A very interesting piece in this morning’s Age by James Button, Fairfax’s man in Europe, on Martin Amis’s recent reflections on Islamic terrorism, notably his short story “The Last Hours of Mohamed Atta”.

There’s nothing new, of course, about right-wingers who doggedly oppose women’s rights at home seizing on the oppression of women in Muslim countries as an excuse for demonising or invading them. But Amis is neither a typical right-winger nor a typical anti-Muslim, and, as Button says, “I reckon he’s on to something about the women”:

“The suppression of women is not only breeding jihadis, it is caging Muslims in ignorance and backwardness.
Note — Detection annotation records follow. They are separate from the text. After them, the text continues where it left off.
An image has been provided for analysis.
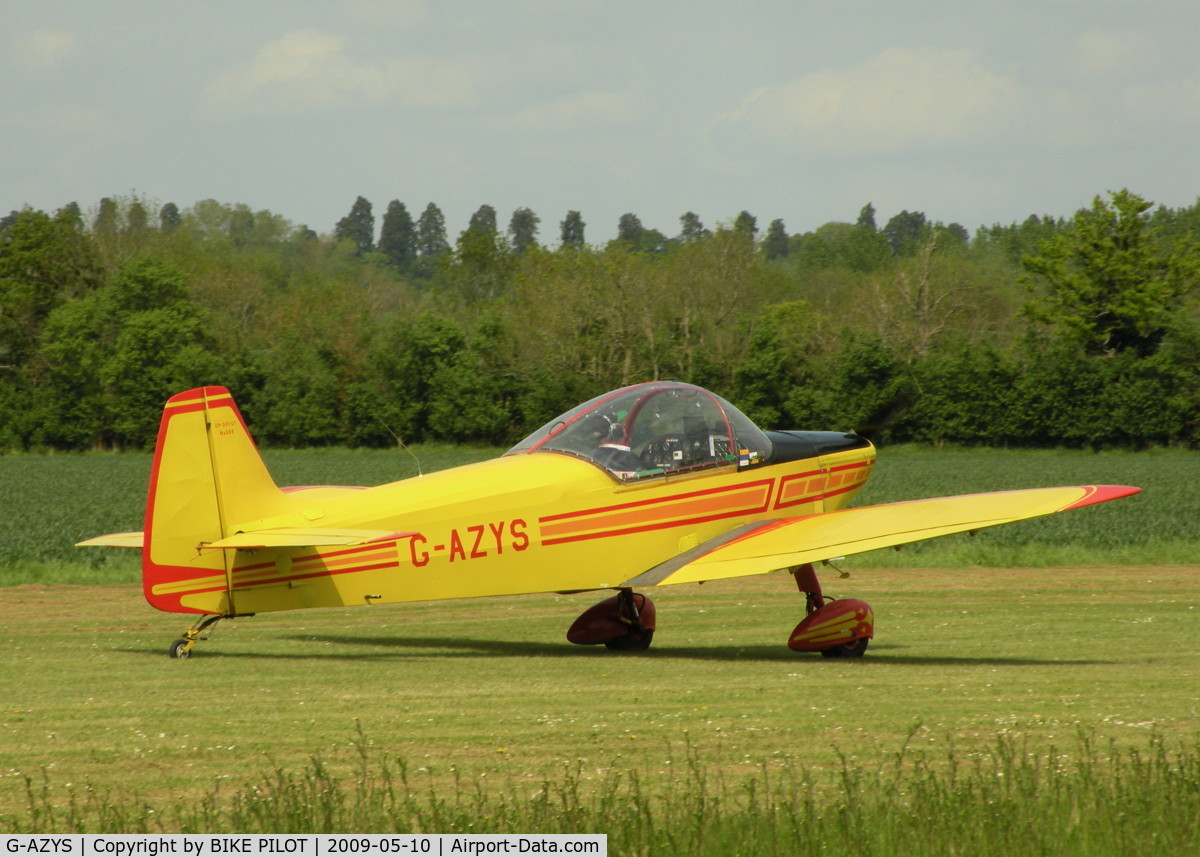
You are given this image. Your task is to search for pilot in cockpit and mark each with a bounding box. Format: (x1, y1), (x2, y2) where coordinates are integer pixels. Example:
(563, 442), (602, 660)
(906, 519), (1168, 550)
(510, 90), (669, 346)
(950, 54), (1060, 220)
(592, 416), (644, 479)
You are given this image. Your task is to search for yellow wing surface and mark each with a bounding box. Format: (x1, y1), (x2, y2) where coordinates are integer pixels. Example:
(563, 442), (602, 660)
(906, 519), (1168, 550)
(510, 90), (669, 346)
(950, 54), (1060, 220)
(623, 485), (1139, 586)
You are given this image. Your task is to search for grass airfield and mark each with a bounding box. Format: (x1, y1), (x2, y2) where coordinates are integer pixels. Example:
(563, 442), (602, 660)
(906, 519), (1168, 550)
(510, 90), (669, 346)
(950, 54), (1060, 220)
(0, 567), (1200, 817)
(0, 449), (1200, 844)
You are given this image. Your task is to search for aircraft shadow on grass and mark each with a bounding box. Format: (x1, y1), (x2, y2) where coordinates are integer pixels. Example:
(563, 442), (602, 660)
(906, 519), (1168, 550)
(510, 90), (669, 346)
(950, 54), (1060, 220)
(238, 635), (1109, 666)
(114, 634), (1114, 669)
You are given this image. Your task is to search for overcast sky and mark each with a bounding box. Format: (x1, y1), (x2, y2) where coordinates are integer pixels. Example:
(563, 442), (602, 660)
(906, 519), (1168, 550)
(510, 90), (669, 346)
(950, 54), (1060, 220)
(0, 0), (1200, 246)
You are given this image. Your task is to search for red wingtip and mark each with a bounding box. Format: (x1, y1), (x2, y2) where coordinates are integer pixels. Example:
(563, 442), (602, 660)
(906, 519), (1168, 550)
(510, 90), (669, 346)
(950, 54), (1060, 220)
(1062, 485), (1141, 511)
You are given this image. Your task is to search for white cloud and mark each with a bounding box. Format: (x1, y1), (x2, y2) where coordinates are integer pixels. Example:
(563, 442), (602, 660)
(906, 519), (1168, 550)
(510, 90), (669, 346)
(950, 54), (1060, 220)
(6, 104), (113, 139)
(12, 30), (76, 68)
(514, 92), (637, 131)
(716, 48), (1021, 152)
(203, 28), (479, 112)
(1073, 30), (1156, 77)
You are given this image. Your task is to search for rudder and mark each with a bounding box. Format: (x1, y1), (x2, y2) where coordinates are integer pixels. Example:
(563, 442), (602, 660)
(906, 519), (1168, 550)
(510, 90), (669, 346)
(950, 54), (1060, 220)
(142, 386), (286, 616)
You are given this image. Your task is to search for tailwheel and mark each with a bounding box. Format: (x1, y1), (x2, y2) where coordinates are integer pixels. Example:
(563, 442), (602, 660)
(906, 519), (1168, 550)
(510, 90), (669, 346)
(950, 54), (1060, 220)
(566, 589), (655, 652)
(167, 616), (226, 660)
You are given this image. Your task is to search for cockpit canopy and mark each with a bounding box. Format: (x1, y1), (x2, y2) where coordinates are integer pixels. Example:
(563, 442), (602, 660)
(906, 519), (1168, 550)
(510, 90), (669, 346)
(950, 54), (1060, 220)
(505, 380), (772, 481)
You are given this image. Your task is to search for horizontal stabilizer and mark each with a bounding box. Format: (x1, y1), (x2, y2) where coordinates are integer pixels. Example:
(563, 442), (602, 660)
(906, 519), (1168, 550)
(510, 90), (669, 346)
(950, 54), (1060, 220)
(200, 527), (413, 550)
(76, 533), (145, 547)
(622, 485), (1140, 587)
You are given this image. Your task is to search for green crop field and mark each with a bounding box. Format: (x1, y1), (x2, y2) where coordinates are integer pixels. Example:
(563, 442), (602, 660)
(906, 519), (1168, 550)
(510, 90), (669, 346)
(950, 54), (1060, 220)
(0, 449), (1200, 857)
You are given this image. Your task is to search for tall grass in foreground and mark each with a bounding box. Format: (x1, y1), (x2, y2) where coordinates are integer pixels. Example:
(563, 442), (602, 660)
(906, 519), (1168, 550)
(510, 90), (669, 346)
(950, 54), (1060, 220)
(0, 729), (1200, 857)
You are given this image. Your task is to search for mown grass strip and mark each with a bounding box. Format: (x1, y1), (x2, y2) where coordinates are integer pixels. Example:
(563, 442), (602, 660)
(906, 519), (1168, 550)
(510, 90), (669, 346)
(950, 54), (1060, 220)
(0, 727), (1200, 857)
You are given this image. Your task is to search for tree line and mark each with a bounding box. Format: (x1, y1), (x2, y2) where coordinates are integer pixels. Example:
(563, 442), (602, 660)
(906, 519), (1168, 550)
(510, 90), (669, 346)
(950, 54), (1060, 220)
(0, 190), (1200, 450)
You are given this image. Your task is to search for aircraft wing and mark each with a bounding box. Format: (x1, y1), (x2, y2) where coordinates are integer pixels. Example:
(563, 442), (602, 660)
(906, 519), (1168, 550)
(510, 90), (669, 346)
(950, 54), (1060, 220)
(620, 485), (1140, 587)
(76, 533), (145, 547)
(199, 527), (413, 550)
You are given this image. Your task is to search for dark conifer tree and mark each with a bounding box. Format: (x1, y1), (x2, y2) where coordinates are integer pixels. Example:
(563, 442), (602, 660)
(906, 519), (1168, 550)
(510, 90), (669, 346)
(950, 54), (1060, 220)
(334, 197), (374, 256)
(762, 217), (787, 259)
(467, 204), (499, 235)
(679, 211), (713, 244)
(509, 208), (541, 256)
(558, 211), (587, 250)
(158, 203), (184, 232)
(733, 210), (758, 241)
(379, 199), (416, 271)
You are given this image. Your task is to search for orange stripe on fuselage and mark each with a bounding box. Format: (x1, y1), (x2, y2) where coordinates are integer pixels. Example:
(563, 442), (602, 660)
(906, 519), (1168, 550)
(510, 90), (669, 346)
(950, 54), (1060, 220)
(539, 479), (774, 545)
His answer: get girls into school, spark a women’s revolution, spend some of the $300 billion spent on Iraq on raising consciousness in the Islamic world.”

Button endorses Amis’s message about the misogynistic roots of terrorism, but he worries that his words “have a note of contempt”:

“I think the West has things to teach the rest about the position of women. But the consciousness-raising Amis advocates would have to be done with humility or it would fail. Why should you listen to me if I am not also alive to the possibility that I might learn something from you?”

This is good advice. But the main problem about such consciousness-raising with the Muslim world is that the US government is itself such a determined opponent of women’s rights. The Bush administration owes its existence to the support of Christian fundamentalists, and it has seconded their misogyny on a host of issues, making denial of reproductive rights one of the planks of its foreign policy.

Some commentators, in the eagerness to inflate the claims of “war on terror”, say that the west is engaged in a war on Islamic fundamentalism. But that is to conflate two different things.

Firstly, there is a conflict (I would not call it a “war”) against a terrorist network, led by bin Laden’s al-Qa’eda. That network is admittedly inspired by Islamic fundamentalism, but the conflict is not primarily ideological, and most Islamic fundamentalists do not become terrorists.

Secondly, there is a global ideological conflict between the forces of science and humanism, and religious fundamentalism. In different forms it has been going on for centuries. But in that conflict, Osama bin Laden and George W Bush are on the same side.